4.8.1 Mandatory energy-use reduction targets be set for all industrial and commercial energy consumers.

4.8.2 All such energy consumers be required to carry out an energy audit at least every five years.

4.8.3 The use of lowest possible GWP gases for refrigeration.

4.9 Changes to Mining in Australia

The Nature Conservation Council of NSW calls for:

4.9.1 A moratorium on the start up of new coalmines or new CSG development.

4.9.2 Changes to discourage expansion or continuation of existing coal export operations.

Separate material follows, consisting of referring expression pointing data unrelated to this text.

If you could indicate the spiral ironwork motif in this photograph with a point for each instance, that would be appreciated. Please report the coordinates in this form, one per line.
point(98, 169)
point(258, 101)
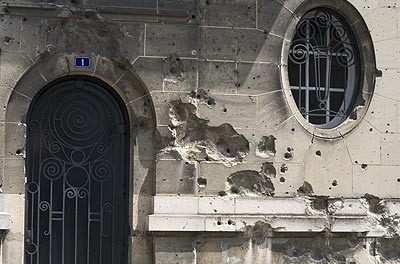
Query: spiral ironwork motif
point(299, 52)
point(323, 49)
point(52, 168)
point(31, 248)
point(108, 208)
point(101, 170)
point(82, 193)
point(70, 193)
point(32, 187)
point(76, 173)
point(44, 206)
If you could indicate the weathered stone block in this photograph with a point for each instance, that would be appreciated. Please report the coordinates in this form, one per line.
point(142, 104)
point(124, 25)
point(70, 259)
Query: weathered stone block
point(131, 43)
point(236, 110)
point(258, 46)
point(150, 71)
point(328, 168)
point(175, 177)
point(180, 75)
point(15, 137)
point(174, 250)
point(229, 13)
point(273, 17)
point(14, 176)
point(220, 43)
point(33, 33)
point(216, 175)
point(177, 39)
point(168, 205)
point(180, 5)
point(142, 250)
point(216, 205)
point(162, 102)
point(258, 78)
point(382, 23)
point(382, 114)
point(268, 118)
point(365, 6)
point(10, 37)
point(387, 53)
point(152, 4)
point(218, 77)
point(273, 206)
point(363, 144)
point(12, 66)
point(390, 145)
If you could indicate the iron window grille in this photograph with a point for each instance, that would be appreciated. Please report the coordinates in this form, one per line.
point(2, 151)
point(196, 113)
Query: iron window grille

The Nature Conservation Council of NSW calls on the Federal Government to:

4.9.3 Legislate to ban political contributions from mining companies and developers.

4.10 Waste Minimisation

As a guiding principle, waste minimisation must apply to resources, energy and humans and energy from waste should not include any native forest materials.

The Nature Conservation Council of NSW calls for:

4.10.1 Each level of government to adopt the NCC Waste Minimisation Strategy and implement the actions required of them.

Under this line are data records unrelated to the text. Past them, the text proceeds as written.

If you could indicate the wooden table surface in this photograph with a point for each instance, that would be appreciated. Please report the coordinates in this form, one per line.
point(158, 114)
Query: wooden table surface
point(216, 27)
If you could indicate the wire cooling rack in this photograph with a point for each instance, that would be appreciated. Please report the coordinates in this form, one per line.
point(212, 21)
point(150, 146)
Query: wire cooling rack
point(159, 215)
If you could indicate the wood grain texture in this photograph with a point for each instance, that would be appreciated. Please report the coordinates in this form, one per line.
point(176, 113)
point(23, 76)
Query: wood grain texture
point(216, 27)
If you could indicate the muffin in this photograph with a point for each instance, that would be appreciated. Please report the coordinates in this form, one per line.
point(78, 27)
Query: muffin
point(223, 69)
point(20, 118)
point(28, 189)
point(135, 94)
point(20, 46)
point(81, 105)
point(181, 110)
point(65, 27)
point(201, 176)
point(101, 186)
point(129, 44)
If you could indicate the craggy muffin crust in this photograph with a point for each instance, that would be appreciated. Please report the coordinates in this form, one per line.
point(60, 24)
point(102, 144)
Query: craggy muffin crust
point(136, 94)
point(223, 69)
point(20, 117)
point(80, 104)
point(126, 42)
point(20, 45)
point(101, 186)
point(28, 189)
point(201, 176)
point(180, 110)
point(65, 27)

Following the commitment of 195 countries plus the European Union to keeping the global average surface temperature rise to well below 1.5- 2ºC in the 2015 Paris Climate Agreement, the Nature Conservation Council of NSW urges the Federal Government to:

5.1 Show continued international leadership in reaching the commitments made in the 2015 Paris Climate Agreement.

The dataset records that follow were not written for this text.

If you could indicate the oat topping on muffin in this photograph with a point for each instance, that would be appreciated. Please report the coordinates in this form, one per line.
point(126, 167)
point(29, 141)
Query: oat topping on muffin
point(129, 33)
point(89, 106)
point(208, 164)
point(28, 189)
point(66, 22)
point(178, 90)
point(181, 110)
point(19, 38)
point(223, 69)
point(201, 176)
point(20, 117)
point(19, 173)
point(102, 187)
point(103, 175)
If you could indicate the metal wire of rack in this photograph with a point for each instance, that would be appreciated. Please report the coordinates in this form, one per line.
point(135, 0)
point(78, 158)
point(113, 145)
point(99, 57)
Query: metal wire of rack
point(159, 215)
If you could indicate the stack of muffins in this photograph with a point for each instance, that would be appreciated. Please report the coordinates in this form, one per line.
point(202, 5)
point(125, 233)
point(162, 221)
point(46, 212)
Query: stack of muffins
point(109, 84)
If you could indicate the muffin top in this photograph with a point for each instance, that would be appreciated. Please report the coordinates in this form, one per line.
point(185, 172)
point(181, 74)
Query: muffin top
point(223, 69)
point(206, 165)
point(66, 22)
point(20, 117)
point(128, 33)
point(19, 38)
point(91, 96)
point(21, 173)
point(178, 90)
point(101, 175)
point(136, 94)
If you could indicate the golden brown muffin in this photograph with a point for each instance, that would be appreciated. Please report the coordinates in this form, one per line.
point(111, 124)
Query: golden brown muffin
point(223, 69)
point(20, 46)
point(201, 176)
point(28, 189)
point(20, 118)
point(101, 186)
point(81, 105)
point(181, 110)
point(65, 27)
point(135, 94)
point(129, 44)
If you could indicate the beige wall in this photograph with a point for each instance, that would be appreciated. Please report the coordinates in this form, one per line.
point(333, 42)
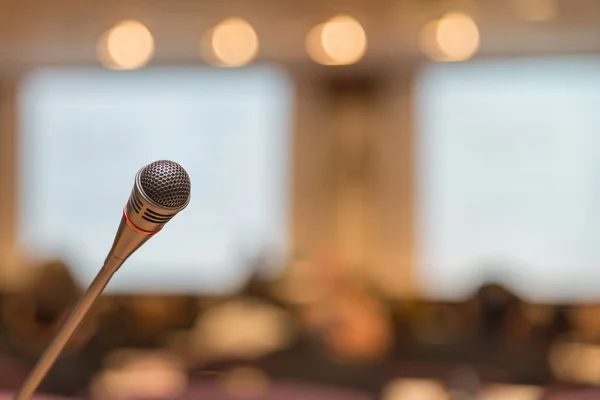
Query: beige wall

5.2 Urgently work with the international community to identify emissions pathways for developed and developing countries to keep global warming below a 1.5-2ºC increase from the pre-industrial levels, based on the best available science.

5.3 Restore funding and focus Australian aid programming to prioritise for energy efficiency, renewable energy and climate change adaptation funding to developing countries, particularly in the Pacific Region.

5.3 Provide assistance to developing nations to move to renewable energy systems and to benefit from investment in renewables and carbon offsetting

5.4 Support debt-for-nature swaps with developing countries.

5.5 Support large-scale international afforestation and habitat restoration programs.

5.6 Participate in aid projects that provide sustainable protection of tropical forests and other endangered habitats through ecotourism, carbon offsetting and other bio services.


The Nature Conservation Council of NSW urges all levels of government to:

6.1 Promote community awareness that individuals can make a difference by:

reducing the amount of energy used in the home;
using renewable sources of energy;
decreasing their emissions from cars;
using public transport instead of cars;
walking or riding a bicycle;
avoiding products that produce emissions in manufacture e.g. aluminium, or give off GHG e.g. aerosols;
reducing, reusing and recycling products/materials – in that order of priority;
rejecting unnecessary packaging
eating fresh rather than food that has produced excessive emissions, e.g. refrigerated, heated, or preserved foods;
reducing the amount of meat eaten;
divesting their investments and superannuation away from fossil fuel industries and their financiers; and
joining a local community climate action group or No Coal or No CSG group.

The Nature Conservation Council of NSW calls on Local Government to:

6.2 Encourage and support local organisations to develop educational and community awareness programs to help people become aware of the environmental and social implications of climate change on their local communities.

* The original policy was endorsed (in principle) by the 1992 NCC Annual Conference and was updated in 2008. This updated version was workshopped at the 2015 NCC Annual Conference and finalised by the Climate and Energy Working Group.